For those looking for a way to get up to speed on Central Oregon’s places and happenings—and on the creatives who inhabit these lands, “PLACED: An Encyclopedia of Central Oregon, Vol. 1” may be a good place to start. Edited by Bend-based writers Ellen Santasiero and Irene Cooper, “Placed” is a collection of essays and poems from 37 authors, highlighting areas from Warm Springs and Fort Rock, as well as the local flora, fauna and weather that poets find as muses.
Conceived of and started before the pandemic, the project and process evolved as 2020 unfolded, culminating in an October 2020 release. I checked in with Santasiero and Cooper about the book—which they’ll discuss in a Jan. 23 web event with the Deschutes Public Library.
Source Weekly: Describe the genesis of this book, from pre-COVID to now.
Irene Cooper: A few years ago, Oregon poet laureate Kim Stafford floated the idea to library workshop attendees in Bend. He had a model for a community project with a regional focus. We layered onto that our desire for a book that would reflect Central Oregon as more than a picturesque landscape and recreation destination, as a place where people worked and struggled and strived in ways both diverse and relatable.
Ellen Santasiero: A group of five local writers decided to create the book after Kim Stafford floated the suggestion at a library workshop in Bend. We got along well, we didn’t get bogged down with obstacles, we just marched forward. We trusted that the process would yield a print book someday. We put out a call to our networks. As writers we all had robust networks. We didn’t just ask writers. We asked people who we wanted to hear from because of their work such as a local farmers and people who worked with social justice. Because we were all busy working and had families, the process was slow, and it even sat for a while. Before COVID hit we had most of the submissions in. Then COVID hit and we were distracted. When BLM [Black Lives Matter] grew, we solicited a few more pieces to reflect some of that reality.
SW: Some of the essays take on a very informational tone, while others are more “poetic.” What were the parameters writers were given in order to submit a story or poem?
Santasiero and Cooper: Not too many parameters, except for length. In our call we said, “Our idea is that the Encyclopedia is a composition of entries based on place and phenomena unique to our pocket of the planet, from Warm Springs to Fort Rock to Burns and everywhere in-between. The idea is that each participant chooses a subject and writes an encyclopedic line or two that identifies and defines the subject. Participants then use the rest of their 500-800 words to riff on the subject however they like. Lyric essay? Fabulous. Straight-up history lesson? Terrific. Poem? We should be so lucky. We hope to compile a collection of individual responses that reflect both lightness and latitude, gravity and glee.

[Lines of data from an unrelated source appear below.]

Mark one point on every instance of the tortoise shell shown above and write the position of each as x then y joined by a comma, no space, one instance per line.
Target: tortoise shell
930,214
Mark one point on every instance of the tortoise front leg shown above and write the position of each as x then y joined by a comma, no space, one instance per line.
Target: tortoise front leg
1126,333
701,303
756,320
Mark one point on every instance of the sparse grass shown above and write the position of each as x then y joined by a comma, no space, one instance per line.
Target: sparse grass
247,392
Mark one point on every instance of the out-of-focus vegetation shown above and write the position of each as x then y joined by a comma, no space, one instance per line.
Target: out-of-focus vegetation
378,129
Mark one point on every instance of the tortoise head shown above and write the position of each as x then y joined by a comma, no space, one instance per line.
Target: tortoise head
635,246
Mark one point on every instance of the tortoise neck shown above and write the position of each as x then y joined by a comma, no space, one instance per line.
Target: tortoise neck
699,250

SW: What surprised you about the submissions you received?
IC: Maybe not surprising, per se, but definitely illuminating were the intimate nature of many of the pieces, how, even the more scientific entries revealed something of the writer’s connection and relationship to place.
SW: Describe a few of the pieces that stand out, perhaps now in the midst of what we have collectively experienced in this past year.
ES: The pieces on social justice, such as one about asylum seekers from Honduras, a piece about growing up bi-racial in Sisters, another on the BLM protests in Prineville last summer.
SW: What did the editing process look like?
ES: We used a light hand. We wanted the writers’ voices to shine through. By the time we got down to editing and publishing, our editorial staff consisted of two of the original group of five, me and Irene Cooper. We split up the submissions and line-edited as needed. The most fun was ordering the pieces under the letters of the alphabet and coming up with one word to describe the essence of each piece. It was a blast to do that associative play, and contributed to the kind of slanted perspective—the side door—we were aiming for.
SW: What would you like readers and residents/visitors to know about this book and where to get it?
ES: We hope to add to the growing body of local literature in two ways: 1., by providing stories that, as a whole, begin to represent all of what living in this place means, from its beauty to some of its hard realities, not excluding even the banalities; 2., by placing fiction and poetry side by side with nonfiction accounts. Most readers are accustomed to nonfiction in a place-focused book such as this one. Our collection argues that we can (and should!) perceive and understand a place from a less linear, more imaginative perspective.
“Placed” is available locally at Dudley’s, Roundabout Books, Paulina Springs Books, The Bend Store, and The Workhouse, and may be ordered from retail outlets everywhere. Cooper and Santasiero also aim to put out more volumes and will put out a call for submissions when that time comes.
Know Place — Placed: An Encyclopedia of Central Oregon
Sat., Jan 23. 2-3pm
Online event through the
Deschutes Public Library
Editors Irene Cooper and Ellen Santasiero discuss PLACED, a composition of writings based on place and phenomena unique to Central Oregon.